The sheer volume of data available for analysis is staggering – and, if not corralled and made accessible, is overwhelming. A recent poll by market research company BuzzBack of 158 senior executives at major companies
(those with revenues of more than $500 million) found that 59% perceived that the amount of data available to them for decision-making was doubling or tripling each year. Some described the sensation as “drowning” or “swimming” in data; others said they felt “frozen”, finding it hard to act because of either conflicting data or data that doesn’t reach them in time to help with key decisions.
“Businesses are undergoing a fundamental shift in the way they make decisions. In today’s environment, decision making occurs more frequently and at all levels of an organisation. It is no longer a semi-regular senior management activity,” say analysts at market watcher IDC.
“The trend towards the democratisation of information and broader decision-making responsibilities demands timely delivery of relevant information to each decision maker,” they add.

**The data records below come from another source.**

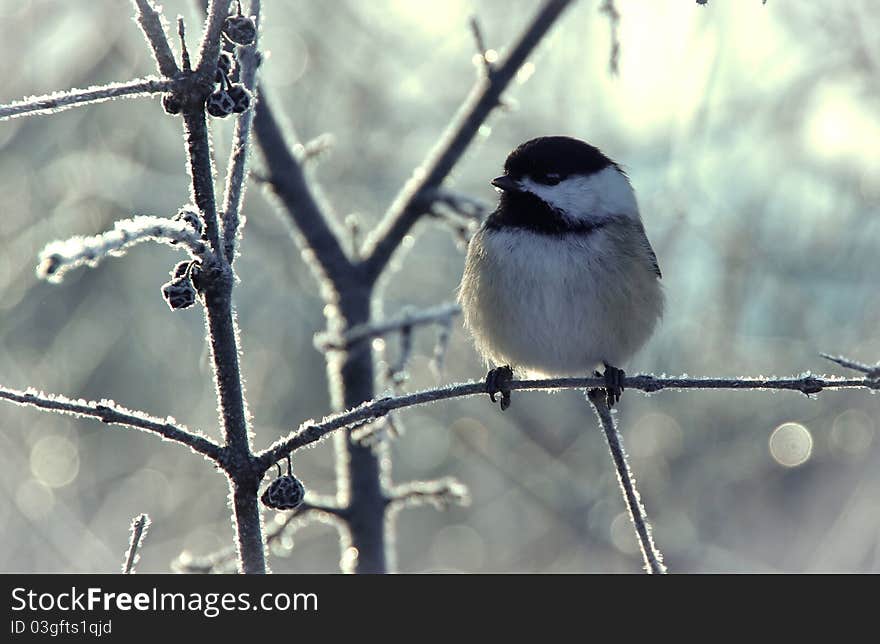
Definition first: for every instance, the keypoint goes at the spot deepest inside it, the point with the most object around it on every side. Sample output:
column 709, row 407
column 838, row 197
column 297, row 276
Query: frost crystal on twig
column 440, row 494
column 58, row 257
column 139, row 527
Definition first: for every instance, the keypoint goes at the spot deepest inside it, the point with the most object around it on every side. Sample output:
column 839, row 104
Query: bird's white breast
column 559, row 304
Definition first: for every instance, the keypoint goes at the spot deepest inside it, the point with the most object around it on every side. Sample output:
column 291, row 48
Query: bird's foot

That is backed up by the results of the BuzzBack survey. It showed that 73% of respondents felt they were making more daily decisions than a year ago and 53% had less time to make those decisions.
The upshot: missed opportunities for the business – a feeling that was expressed by 49% of respondents.
But companies are not just looking to tease better insight from the vast amounts of detail data they are warehousing, they are also making the resource available to a wider group of decision makers and ensuring that the data is as up-to-date as possible.
That need for fast and widely distributed decision making is not always well served by the traditional ‘snapshot’ approach to data warehousing. Currently, the dominant method of replenishing data warehouses and data marts is to use extraction, transformation and load tools to pull data from source systems periodically – at the end of the day, week or month.
Moving forward from that, so-called ‘active data warehouses’ draw live data from transaction systems using a more continuous approach such as a message bus, and therefore refresh the warehouse on a much more frequent basis.
The aim is pretty transparent. With more up-to-date data, employees such as shipping clerks, customer service staff or call centre agents can run queries on customer, order or schedule information that is only minutes old. An airline gate attendant, for example, would be able to decide which passenger gets a seat on an overbooked flight by running a quick check on which has the best frequent flier profile. Or a call centre agent can try to push through a sale based on customer information gleaned moments before when the customer visited the company web site.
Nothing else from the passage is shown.